Parallelamente al vertice il vicepresidente Tajani avrà incontri bilaterali coi tre copresidenti.

Nell’incontro con il sig. Wan Gang, ministro cinese della scienza e della tecnologia, il vicepresidente Tajani ribadirà l’esigenza di una cooperazione efficace e rafforzata tra Cina e UE in campo spaziale, in particolare per quanto riguarda il settore delle applicazioni spaziali.

Per quanto concerne l’incontro col sig. David J. Hayes, vicesegretario dell’interno, si prevede che esso contribuisca al costruttivo dialogo attualmente in corso tra UE e USA su tematiche connesse allo spazio, in particolare aprendo la strada a una possibile cooperazione in tema di applicazioni spaziali e di cambiamento climatico.

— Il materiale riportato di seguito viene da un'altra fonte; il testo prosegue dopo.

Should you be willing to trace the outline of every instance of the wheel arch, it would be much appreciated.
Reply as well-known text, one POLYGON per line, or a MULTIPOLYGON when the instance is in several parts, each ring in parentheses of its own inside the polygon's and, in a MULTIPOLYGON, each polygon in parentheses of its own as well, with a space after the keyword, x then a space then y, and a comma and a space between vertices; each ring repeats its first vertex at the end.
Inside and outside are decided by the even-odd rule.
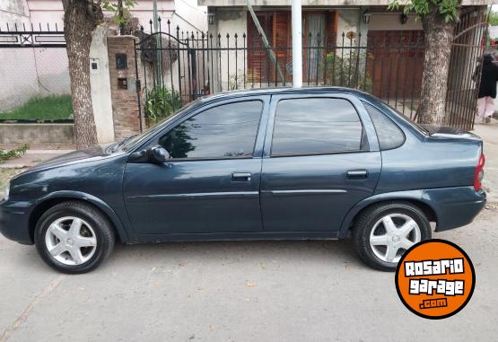
POLYGON ((47 196, 37 201, 37 204, 31 210, 29 219, 30 238, 31 239, 31 241, 34 241, 34 232, 36 224, 43 213, 45 213, 50 207, 58 205, 59 203, 74 200, 91 205, 92 206, 100 210, 112 224, 117 240, 123 242, 128 241, 127 232, 125 230, 125 227, 123 226, 121 220, 114 212, 114 210, 100 198, 83 192, 57 191, 51 193, 49 196, 47 196))
POLYGON ((359 202, 354 206, 345 215, 343 223, 341 224, 341 229, 339 231, 339 238, 346 238, 351 231, 351 228, 354 225, 355 220, 362 215, 364 210, 382 203, 389 202, 408 202, 424 212, 429 222, 435 222, 438 224, 438 215, 433 206, 424 201, 424 190, 414 190, 406 191, 402 193, 389 193, 376 195, 371 197, 368 197, 359 202))

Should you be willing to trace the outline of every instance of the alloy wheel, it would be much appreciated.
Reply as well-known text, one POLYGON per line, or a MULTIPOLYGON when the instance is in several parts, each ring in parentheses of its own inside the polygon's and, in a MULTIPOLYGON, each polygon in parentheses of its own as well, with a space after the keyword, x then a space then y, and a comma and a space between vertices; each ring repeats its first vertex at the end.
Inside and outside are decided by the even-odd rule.
POLYGON ((389 214, 380 218, 370 233, 370 246, 382 261, 397 263, 403 253, 421 241, 416 222, 403 214, 389 214))
POLYGON ((68 266, 82 265, 95 254, 97 236, 86 221, 75 216, 65 216, 48 226, 45 245, 58 262, 68 266))

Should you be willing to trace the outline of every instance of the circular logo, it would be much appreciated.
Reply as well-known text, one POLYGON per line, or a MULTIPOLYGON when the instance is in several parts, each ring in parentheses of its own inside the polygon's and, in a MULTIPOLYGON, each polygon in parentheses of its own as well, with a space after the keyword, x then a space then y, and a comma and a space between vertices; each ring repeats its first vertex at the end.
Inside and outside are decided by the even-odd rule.
POLYGON ((474 266, 467 253, 444 240, 427 240, 412 246, 396 269, 396 290, 415 314, 444 319, 462 310, 476 285, 474 266))

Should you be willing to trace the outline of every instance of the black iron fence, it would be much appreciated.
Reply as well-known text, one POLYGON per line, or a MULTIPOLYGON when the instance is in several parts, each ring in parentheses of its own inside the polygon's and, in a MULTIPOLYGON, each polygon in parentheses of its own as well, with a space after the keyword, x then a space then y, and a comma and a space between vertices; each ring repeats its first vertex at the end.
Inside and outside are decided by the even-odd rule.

Nell’incontro con la sig.ra Naledi Pandor, ministro sudafricano della scienza e della tecnologia, si passerà infine in rassegna il dialogo tra UE e Sud Africa in campo spaziale. Il vicepresidente Tajani darà risalto all’importanza di continuare a collaborare validamente come si è fatto finora. Questa sarà per lui anche l’occasione di esprimere soddisfazione per il successo ottenuto in Sud Africa dal servizio europeo di navigazione satellitare EGNOS (European Global Navigation & Overlay System service). Il vicepresidente riaffermerà infine il vigoroso sostegno dell’Unione all’iniziativa "GMES e Africa".